The suggested approach using a YANG extension statement 
(https://www.rfc-editor.org/rfc/rfc7950.html#section-7.19) looks the most 
promising to me. There would be the possibility to use an argument indicating 
the required action. For me, it has been helpful to study the YANG-module 
"tailf-meta-extensions" to get an impression what would be possible.

Regards,
Wolfgang

> Von: Jan Lindblad <[email protected]>
> Gesendet: Dienstag, 26. Juli 2022 09:23
> An: Sterne, Jason (Nokia - CA/Ottawa) <[email protected]>; Hauck
> Wolfgang (ETAS-DAP/XPC-Fe6) <[email protected]>
> Cc: [email protected]
> Betreff: Re: [netmod] How to handle configuration node being effective after
> system-restart?
> 
> Jason, Wolfgang,
> 
> I completely agree defining an extension statement would be the way to go 
> here.
> I think I have already seen some proprietary extensions in this vein.

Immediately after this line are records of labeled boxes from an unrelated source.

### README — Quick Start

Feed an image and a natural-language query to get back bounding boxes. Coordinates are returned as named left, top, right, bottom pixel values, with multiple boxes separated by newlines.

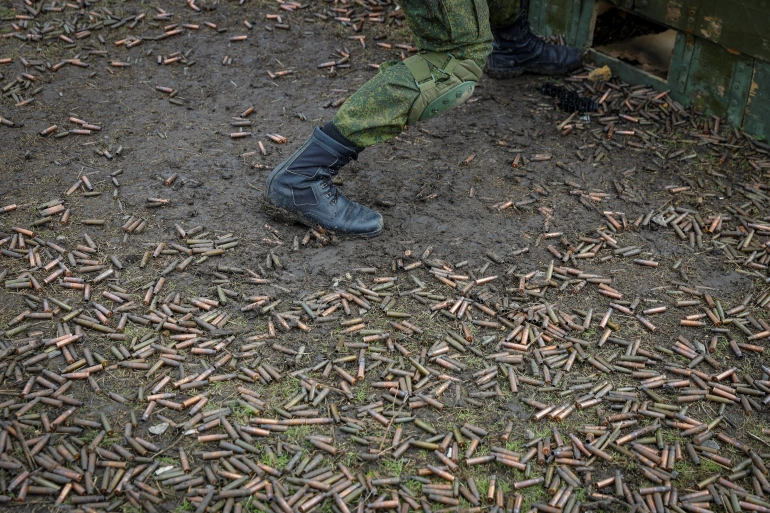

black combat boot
left=486, top=11, right=583, bottom=78
left=265, top=124, right=382, bottom=237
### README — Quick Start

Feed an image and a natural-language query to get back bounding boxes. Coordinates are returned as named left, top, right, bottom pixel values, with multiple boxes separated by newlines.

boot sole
left=259, top=195, right=382, bottom=239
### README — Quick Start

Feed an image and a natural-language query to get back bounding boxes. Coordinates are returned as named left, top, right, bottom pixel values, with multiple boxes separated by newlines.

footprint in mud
left=401, top=214, right=449, bottom=234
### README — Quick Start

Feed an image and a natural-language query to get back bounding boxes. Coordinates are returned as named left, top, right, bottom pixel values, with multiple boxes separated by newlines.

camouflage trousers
left=333, top=0, right=521, bottom=148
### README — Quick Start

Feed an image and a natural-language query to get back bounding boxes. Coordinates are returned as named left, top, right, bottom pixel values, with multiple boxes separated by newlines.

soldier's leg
left=266, top=0, right=492, bottom=236
left=486, top=0, right=582, bottom=78
left=333, top=0, right=492, bottom=147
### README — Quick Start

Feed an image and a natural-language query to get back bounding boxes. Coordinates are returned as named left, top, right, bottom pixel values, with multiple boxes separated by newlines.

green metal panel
left=529, top=0, right=579, bottom=36
left=632, top=0, right=770, bottom=61
left=529, top=0, right=770, bottom=137
left=588, top=49, right=668, bottom=92
left=669, top=33, right=754, bottom=126
left=743, top=61, right=770, bottom=138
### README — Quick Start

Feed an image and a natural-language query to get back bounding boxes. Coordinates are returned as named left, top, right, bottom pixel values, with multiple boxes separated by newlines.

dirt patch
left=0, top=2, right=770, bottom=513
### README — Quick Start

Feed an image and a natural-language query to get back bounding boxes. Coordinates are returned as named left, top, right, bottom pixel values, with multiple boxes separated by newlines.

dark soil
left=0, top=0, right=770, bottom=513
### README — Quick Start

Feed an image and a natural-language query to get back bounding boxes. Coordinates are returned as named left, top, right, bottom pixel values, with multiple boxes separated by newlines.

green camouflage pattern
left=334, top=0, right=520, bottom=148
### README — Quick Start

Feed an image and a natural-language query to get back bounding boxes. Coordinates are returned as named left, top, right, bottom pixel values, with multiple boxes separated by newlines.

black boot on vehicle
left=265, top=124, right=383, bottom=237
left=486, top=12, right=583, bottom=78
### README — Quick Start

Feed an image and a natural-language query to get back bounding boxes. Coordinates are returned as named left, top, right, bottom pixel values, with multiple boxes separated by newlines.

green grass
left=380, top=458, right=406, bottom=477
left=519, top=486, right=546, bottom=511
left=286, top=425, right=310, bottom=445
left=174, top=499, right=195, bottom=513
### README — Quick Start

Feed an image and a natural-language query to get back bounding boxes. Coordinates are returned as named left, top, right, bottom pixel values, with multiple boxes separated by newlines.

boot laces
left=321, top=172, right=340, bottom=205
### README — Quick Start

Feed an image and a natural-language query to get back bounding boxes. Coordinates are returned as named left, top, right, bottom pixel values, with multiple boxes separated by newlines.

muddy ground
left=0, top=0, right=768, bottom=511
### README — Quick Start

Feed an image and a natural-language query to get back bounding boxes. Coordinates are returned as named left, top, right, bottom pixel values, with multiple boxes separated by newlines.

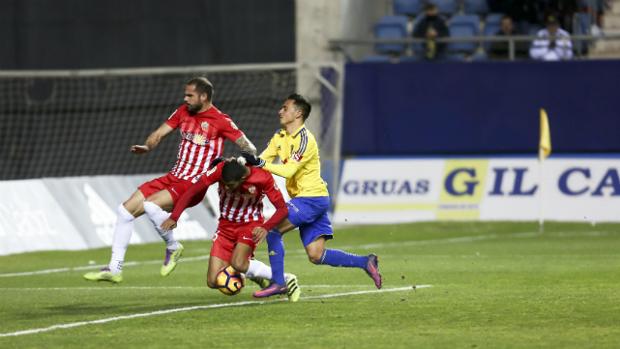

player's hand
left=129, top=144, right=150, bottom=154
left=161, top=218, right=177, bottom=230
left=241, top=151, right=265, bottom=167
left=252, top=227, right=267, bottom=245
left=209, top=156, right=226, bottom=169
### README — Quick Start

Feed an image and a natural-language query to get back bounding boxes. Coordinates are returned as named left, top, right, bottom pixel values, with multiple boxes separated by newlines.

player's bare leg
left=84, top=190, right=144, bottom=283
left=254, top=219, right=301, bottom=302
left=143, top=190, right=184, bottom=276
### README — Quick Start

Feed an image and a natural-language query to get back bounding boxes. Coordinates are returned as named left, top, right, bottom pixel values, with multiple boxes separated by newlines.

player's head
left=278, top=93, right=312, bottom=126
left=222, top=159, right=250, bottom=191
left=183, top=76, right=213, bottom=113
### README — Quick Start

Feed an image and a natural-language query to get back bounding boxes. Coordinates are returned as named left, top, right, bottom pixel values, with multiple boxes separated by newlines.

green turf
left=0, top=222, right=620, bottom=348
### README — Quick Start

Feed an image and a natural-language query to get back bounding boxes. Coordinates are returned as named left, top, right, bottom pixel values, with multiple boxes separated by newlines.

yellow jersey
left=260, top=125, right=329, bottom=198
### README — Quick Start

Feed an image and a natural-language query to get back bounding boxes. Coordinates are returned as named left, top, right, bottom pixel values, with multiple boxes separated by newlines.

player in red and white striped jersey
left=84, top=77, right=256, bottom=282
left=161, top=159, right=288, bottom=288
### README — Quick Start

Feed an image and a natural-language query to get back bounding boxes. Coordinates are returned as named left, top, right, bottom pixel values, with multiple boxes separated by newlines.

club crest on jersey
left=291, top=153, right=304, bottom=162
left=192, top=134, right=207, bottom=145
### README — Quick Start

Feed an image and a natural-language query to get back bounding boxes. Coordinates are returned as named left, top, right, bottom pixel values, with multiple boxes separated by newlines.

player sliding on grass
left=242, top=94, right=381, bottom=298
left=156, top=159, right=300, bottom=302
left=84, top=77, right=256, bottom=283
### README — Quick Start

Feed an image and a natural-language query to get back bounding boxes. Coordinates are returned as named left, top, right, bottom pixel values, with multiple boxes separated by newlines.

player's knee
left=116, top=204, right=136, bottom=222
left=308, top=251, right=323, bottom=264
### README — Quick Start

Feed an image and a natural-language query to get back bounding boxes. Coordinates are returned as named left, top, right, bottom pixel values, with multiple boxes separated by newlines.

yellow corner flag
left=538, top=108, right=551, bottom=161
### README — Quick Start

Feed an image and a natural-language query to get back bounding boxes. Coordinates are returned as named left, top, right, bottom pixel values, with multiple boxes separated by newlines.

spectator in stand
left=505, top=0, right=545, bottom=34
left=544, top=0, right=579, bottom=33
left=489, top=15, right=528, bottom=59
left=413, top=3, right=450, bottom=60
left=530, top=16, right=573, bottom=61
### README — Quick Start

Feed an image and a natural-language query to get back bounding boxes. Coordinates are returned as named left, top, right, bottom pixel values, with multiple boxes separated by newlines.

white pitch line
left=0, top=285, right=432, bottom=337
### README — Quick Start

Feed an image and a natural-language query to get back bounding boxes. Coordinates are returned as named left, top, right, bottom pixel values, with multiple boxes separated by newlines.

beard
left=187, top=103, right=202, bottom=114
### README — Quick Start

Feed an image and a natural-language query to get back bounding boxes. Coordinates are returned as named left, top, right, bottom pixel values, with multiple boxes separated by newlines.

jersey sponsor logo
left=192, top=134, right=207, bottom=145
left=292, top=153, right=304, bottom=162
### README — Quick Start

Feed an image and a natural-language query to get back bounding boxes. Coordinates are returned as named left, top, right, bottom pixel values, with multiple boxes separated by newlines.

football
left=216, top=265, right=245, bottom=296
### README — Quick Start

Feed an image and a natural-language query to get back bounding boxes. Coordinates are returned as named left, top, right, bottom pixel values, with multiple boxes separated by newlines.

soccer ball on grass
left=215, top=265, right=245, bottom=296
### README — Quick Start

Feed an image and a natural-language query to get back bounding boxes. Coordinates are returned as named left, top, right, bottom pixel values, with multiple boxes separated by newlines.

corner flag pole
left=538, top=108, right=551, bottom=233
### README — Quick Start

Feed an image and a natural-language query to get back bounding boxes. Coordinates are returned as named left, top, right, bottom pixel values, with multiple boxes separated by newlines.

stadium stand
left=448, top=15, right=480, bottom=58
left=374, top=16, right=408, bottom=56
left=463, top=0, right=489, bottom=16
left=392, top=0, right=424, bottom=17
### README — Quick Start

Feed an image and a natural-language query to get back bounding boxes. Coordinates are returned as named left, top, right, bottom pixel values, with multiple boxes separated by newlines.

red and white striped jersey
left=170, top=162, right=288, bottom=230
left=166, top=105, right=243, bottom=180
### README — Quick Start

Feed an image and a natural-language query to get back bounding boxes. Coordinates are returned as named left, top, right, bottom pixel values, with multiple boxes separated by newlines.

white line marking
left=0, top=284, right=392, bottom=291
left=0, top=285, right=432, bottom=337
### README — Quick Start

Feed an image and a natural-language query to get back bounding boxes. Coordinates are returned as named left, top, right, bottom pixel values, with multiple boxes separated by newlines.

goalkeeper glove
left=241, top=151, right=265, bottom=167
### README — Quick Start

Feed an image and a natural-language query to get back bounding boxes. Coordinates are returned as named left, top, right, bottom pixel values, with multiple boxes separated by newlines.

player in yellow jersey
left=242, top=94, right=381, bottom=298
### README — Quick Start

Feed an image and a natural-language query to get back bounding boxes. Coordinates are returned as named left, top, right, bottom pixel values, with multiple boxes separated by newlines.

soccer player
left=242, top=94, right=381, bottom=298
left=84, top=77, right=256, bottom=283
left=160, top=158, right=301, bottom=302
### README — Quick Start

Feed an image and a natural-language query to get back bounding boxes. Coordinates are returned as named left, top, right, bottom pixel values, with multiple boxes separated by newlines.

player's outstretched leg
left=253, top=229, right=287, bottom=298
left=284, top=273, right=301, bottom=302
left=318, top=248, right=382, bottom=288
left=245, top=259, right=272, bottom=290
left=144, top=201, right=184, bottom=276
left=366, top=253, right=382, bottom=288
left=84, top=204, right=136, bottom=283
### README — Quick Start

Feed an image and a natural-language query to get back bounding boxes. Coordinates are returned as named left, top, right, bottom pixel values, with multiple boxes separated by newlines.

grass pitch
left=0, top=222, right=620, bottom=348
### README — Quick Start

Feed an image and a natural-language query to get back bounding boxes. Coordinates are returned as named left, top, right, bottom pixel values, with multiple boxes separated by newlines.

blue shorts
left=286, top=196, right=334, bottom=247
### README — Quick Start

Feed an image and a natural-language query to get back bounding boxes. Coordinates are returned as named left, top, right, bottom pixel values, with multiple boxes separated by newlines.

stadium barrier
left=0, top=175, right=288, bottom=255
left=334, top=155, right=620, bottom=224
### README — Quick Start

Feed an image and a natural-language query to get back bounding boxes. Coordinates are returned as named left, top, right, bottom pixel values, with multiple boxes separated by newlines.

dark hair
left=286, top=93, right=312, bottom=121
left=222, top=159, right=247, bottom=183
left=186, top=76, right=213, bottom=102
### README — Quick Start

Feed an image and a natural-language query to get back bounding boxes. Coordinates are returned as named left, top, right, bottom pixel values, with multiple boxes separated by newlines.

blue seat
left=448, top=15, right=480, bottom=55
left=375, top=16, right=407, bottom=55
left=431, top=0, right=458, bottom=17
left=464, top=0, right=489, bottom=15
left=393, top=0, right=424, bottom=17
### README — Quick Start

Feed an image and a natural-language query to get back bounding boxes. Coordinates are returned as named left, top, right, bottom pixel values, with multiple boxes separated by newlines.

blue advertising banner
left=342, top=61, right=620, bottom=155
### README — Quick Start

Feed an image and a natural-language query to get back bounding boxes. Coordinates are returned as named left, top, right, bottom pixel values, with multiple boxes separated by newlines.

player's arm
left=235, top=134, right=256, bottom=155
left=252, top=175, right=288, bottom=244
left=260, top=136, right=278, bottom=162
left=161, top=163, right=224, bottom=230
left=263, top=140, right=319, bottom=178
left=129, top=122, right=174, bottom=154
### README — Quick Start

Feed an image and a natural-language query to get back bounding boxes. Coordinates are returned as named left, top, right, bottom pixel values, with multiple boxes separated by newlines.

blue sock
left=267, top=229, right=286, bottom=285
left=319, top=249, right=368, bottom=269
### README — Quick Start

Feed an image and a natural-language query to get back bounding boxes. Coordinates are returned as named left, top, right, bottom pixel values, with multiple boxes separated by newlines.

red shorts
left=211, top=219, right=262, bottom=262
left=138, top=173, right=204, bottom=207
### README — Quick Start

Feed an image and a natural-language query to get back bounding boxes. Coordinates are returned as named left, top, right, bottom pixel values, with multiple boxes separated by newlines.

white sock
left=144, top=201, right=179, bottom=251
left=245, top=259, right=271, bottom=280
left=108, top=204, right=136, bottom=274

> Leveraging NMDA would also be the right thing, on servers that are NMDA
> capable.
> 
> Best Regards,
> /jan
> 
> 
> 
> > On 26 Jul 2022, at 00:46, Sterne, Jason (Nokia - CA/Ottawa)
> <[email protected]> wrote:
> >
> > Hello Wolfgang,
> >
> > I don't see any clear right answer here.
> >
> > You're talking about a condition that must be met for a configuration 
> > change to
> take operational effect. In this case it is a restart. But there could be 
> other types of
> similar conditions. E.g. other nodes that need:
> > - an admin-state to be disabled and then enabled (i.e. toggle/kick a
> > protocol)
> > - some other magic before it takes effect
> >
> > *Maybe* there are a set of somewhat common conditions across many types of
> systems that could be standardized in a YANG extension (and tag those nodes).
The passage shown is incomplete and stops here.